Passou muito perto de todos nós, suscitando (eventualmente sem o saber) muitos movimentos e iniciativas, particularmente no interior dos corações, o que se manifestou num sem-número de ações absolutamente inesperadas, provindas dos mais surpreendentes quadrantes. Somos-lhe gratos, sem dúvida, pela disponibilidade que lhe reconhecemos à vontade de Deus, e pela abertura de coração às moções que o Evangelho foi sulcando no seu íntimo, ao longo dos anos, que se revelou para toda a Igreja e para o mundo como voz profética para este tempo que atravessamos. Foi justamente isso que permitiu trazer ao de cima o melhor de todos, particularmente na circunstância que nos coube, mas que se estendeu, em muitas ocasiões, a um movimento quase universal.

O desafio agiganta-se agora diante de nós: somos herdeiros deste legado que nos deixou. Legado esse que se distende desde a misericórdia infinita de Deus, convidada a ser traduzida em gestos quotidianos concretos, passando pela alegria como marca distintiva de quem procura viver em Cristo e segundo o Seu Evangelho, destacando a fraternidade universal a que somos chamados, bem como a dignidade infinita de cada pessoa humana, sem exceção, culminando na Esperança como caminho rasgado no hoje da história, como possibilidade de antevisão de um horizonte há muito esquecido ou tido como inalcançável, por um mundo cada vez mais ensimesmado e desiludido face à possibilidade de um caminho que conduza a algum lugar.

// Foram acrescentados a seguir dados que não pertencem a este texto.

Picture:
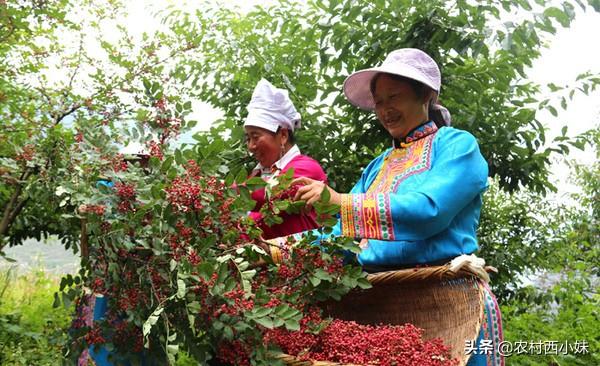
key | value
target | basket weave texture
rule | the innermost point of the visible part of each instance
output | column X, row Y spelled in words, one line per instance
column 445, row 304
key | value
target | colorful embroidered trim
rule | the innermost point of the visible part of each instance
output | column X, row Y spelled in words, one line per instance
column 423, row 130
column 367, row 216
column 491, row 327
column 401, row 164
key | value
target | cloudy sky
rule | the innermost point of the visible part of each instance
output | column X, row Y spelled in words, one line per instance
column 570, row 53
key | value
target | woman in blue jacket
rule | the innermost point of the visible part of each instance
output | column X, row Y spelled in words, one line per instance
column 419, row 201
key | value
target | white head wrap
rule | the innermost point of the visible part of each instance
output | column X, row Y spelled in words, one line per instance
column 271, row 108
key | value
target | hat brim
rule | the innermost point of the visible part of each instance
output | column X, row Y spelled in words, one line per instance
column 357, row 86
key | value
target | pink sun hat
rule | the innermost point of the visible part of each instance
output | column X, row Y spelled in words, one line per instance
column 408, row 62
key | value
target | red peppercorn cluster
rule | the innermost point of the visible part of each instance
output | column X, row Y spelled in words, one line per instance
column 155, row 149
column 127, row 334
column 95, row 209
column 27, row 154
column 234, row 353
column 349, row 342
column 118, row 163
column 94, row 336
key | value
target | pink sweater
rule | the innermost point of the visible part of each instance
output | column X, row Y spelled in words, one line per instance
column 304, row 166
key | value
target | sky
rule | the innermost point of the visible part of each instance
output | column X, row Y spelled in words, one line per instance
column 570, row 53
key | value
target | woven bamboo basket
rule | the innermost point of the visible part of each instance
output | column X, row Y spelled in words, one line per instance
column 445, row 304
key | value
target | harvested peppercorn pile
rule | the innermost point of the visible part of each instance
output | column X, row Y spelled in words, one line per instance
column 349, row 342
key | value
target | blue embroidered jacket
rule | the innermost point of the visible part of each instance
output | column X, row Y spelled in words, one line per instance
column 418, row 203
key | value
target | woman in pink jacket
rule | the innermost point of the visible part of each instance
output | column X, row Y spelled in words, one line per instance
column 269, row 128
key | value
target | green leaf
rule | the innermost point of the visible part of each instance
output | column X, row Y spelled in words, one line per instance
column 265, row 322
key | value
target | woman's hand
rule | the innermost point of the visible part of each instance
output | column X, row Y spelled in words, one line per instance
column 311, row 191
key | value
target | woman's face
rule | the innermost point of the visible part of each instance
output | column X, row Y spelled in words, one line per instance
column 397, row 106
column 264, row 145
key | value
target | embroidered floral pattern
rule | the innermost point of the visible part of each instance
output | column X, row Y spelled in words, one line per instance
column 369, row 215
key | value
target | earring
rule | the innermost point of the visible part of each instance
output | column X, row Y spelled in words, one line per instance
column 282, row 151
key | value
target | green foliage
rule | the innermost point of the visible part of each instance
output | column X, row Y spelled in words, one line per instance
column 568, row 313
column 32, row 332
column 567, row 310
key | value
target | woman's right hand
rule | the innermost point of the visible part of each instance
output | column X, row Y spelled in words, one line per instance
column 311, row 191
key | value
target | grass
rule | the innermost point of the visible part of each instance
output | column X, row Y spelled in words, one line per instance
column 32, row 332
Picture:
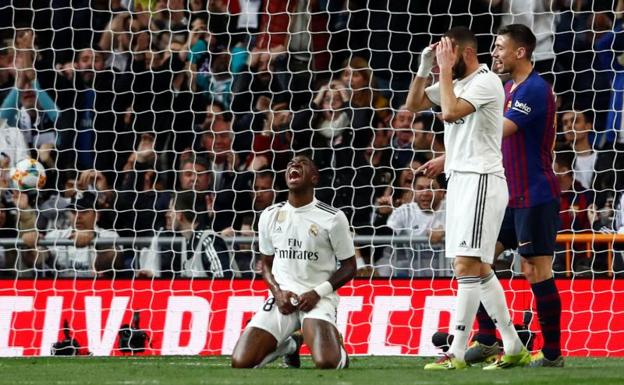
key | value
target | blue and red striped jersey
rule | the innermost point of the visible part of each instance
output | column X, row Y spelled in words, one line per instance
column 528, row 153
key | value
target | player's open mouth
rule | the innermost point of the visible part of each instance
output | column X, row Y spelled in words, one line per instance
column 294, row 175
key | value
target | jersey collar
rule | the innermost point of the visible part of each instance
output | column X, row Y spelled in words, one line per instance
column 307, row 207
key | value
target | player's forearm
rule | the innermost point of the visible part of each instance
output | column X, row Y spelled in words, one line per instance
column 344, row 274
column 448, row 100
column 415, row 101
column 267, row 274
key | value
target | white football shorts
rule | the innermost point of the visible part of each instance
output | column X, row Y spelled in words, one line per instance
column 475, row 208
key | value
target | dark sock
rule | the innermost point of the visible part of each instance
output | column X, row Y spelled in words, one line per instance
column 487, row 329
column 549, row 314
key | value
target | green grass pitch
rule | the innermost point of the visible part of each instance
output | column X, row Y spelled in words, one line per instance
column 363, row 371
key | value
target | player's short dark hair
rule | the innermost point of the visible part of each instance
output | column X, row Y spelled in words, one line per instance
column 564, row 156
column 462, row 36
column 521, row 35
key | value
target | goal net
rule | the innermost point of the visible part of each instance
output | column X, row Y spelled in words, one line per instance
column 164, row 127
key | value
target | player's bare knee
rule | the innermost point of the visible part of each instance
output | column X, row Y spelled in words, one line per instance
column 239, row 362
column 467, row 266
column 528, row 270
column 327, row 362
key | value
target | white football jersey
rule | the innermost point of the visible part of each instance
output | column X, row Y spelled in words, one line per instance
column 73, row 261
column 473, row 143
column 306, row 243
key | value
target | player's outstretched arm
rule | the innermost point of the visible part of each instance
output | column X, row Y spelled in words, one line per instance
column 282, row 297
column 416, row 99
column 453, row 108
column 346, row 272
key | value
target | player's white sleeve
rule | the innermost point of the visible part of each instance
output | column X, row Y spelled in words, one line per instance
column 264, row 234
column 340, row 237
column 482, row 90
column 397, row 220
column 433, row 93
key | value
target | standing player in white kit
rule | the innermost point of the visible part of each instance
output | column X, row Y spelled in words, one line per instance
column 307, row 253
column 472, row 99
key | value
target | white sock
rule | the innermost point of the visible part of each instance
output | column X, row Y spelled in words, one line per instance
column 343, row 359
column 468, row 293
column 493, row 299
column 288, row 346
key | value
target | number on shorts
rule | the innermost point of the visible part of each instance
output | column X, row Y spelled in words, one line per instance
column 268, row 305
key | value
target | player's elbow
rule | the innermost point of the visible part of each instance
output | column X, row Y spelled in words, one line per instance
column 412, row 106
column 449, row 117
column 349, row 268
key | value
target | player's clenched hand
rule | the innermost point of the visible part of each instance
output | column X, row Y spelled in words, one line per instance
column 432, row 168
column 284, row 303
column 446, row 54
column 308, row 300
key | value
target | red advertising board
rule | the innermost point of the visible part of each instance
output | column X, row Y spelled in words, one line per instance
column 381, row 317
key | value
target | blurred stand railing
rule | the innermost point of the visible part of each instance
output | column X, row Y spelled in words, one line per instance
column 572, row 243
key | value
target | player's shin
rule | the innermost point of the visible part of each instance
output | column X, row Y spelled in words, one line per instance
column 493, row 299
column 288, row 346
column 344, row 359
column 468, row 293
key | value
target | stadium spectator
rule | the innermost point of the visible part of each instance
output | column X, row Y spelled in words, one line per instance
column 323, row 124
column 538, row 15
column 32, row 110
column 54, row 213
column 226, row 177
column 195, row 252
column 577, row 128
column 83, row 258
column 12, row 149
column 139, row 202
column 403, row 137
column 358, row 77
column 577, row 210
column 77, row 92
column 424, row 217
column 428, row 137
column 8, row 230
column 293, row 38
column 609, row 48
column 262, row 196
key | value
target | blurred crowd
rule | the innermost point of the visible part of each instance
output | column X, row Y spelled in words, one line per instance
column 167, row 119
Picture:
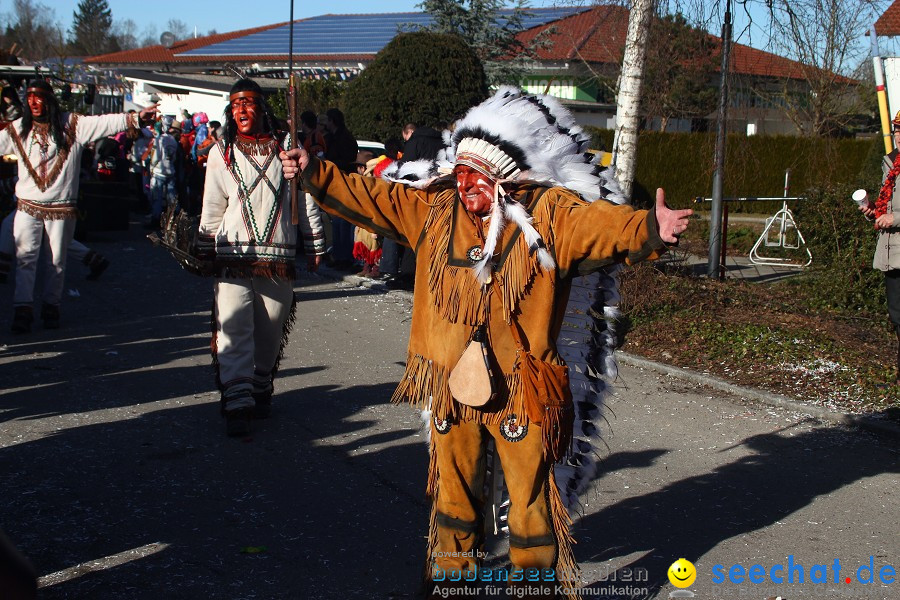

A memória do Papa Francisco ficará gravada nos corações, tanto quanto vemos e sabemos, mas isso apenas será relevante na medida em que ousarmos abraçar os sonhos que nos propôs sonhar. Essa medida, vivida pelo próprio na primeira pessoa, a medida do sonho, necessita de pautar os nossos gestos e decisões, a fim continuarmos com coragem o caminho que diante de nós não temeu abrir.

Francisco, Papa Francisco, esperamos verdadeiramente que estejas em Deus, a Quem procuraste servir e amar, na simplicidade da tua vida entregue. Como sempre fizeste, ajuda-nos a pôr os olhos n’Aquele a Quem seguiste e para Quem sempre apontaste, para que nos anime o mesmo sonho que te conduzia, que não começando nem acabando em ti, procuraste realizar, na parte que te cabia.